Tommerup N, Mortensen E, Nielsen M H, Wegner R D, Schindler D, Mikkelsen M
John F. Kennedy Institute, Glostrup, Denmark.
Hum Genet. 1993 Oct;92(4):339-46. doi: 10.1007/BF01247331.
A high frequency of spontaneous chromosomal breakage, endomitosis, endoreduplication and hypersensitivity toward both the alkylating agent Trenimon and the radiomimetric drug bleomycin was observed in phytohemagglutinin-stimulated peripheral lymphocytes from a girl with craniosynostosis, microcephaly, ptosis, bird-like facies, and moderate mental retardation. We also observed abnormal chromosomal spiralization and some aspects of abnormal cellular division. Several fruitless attempts were made to establish a cell line.
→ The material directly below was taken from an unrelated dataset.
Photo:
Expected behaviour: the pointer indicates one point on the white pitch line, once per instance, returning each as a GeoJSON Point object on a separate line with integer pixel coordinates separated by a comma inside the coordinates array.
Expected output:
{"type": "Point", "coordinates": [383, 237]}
The parents were consanguineous, supporting the existence of a new, rare, autosomal, recessive condition in man. The mutation might involve a gene involved in DNA repair and/or regulation of the mitotic cycle.
在一名患有颅缝早闭、小头畸形、上睑下垂、鸟样面容和中度智力发育迟缓的女孩的植物血凝素刺激外周淋巴细胞中,观察到高频率的自发染色体断裂、核内有丝分裂、核内复制以及对烷化剂曲磷胺和放射增敏药物博来霉素的超敏反应。我们还观察到异常的染色体螺旋化和细胞分裂的一些异常情况。为建立细胞系进行了几次无果的尝试。父母是近亲,这支持了人类中一种新的、罕见的常染色体隐性疾病的存在。该突变可能涉及参与DNA修复和/或有丝分裂周期调控的基因。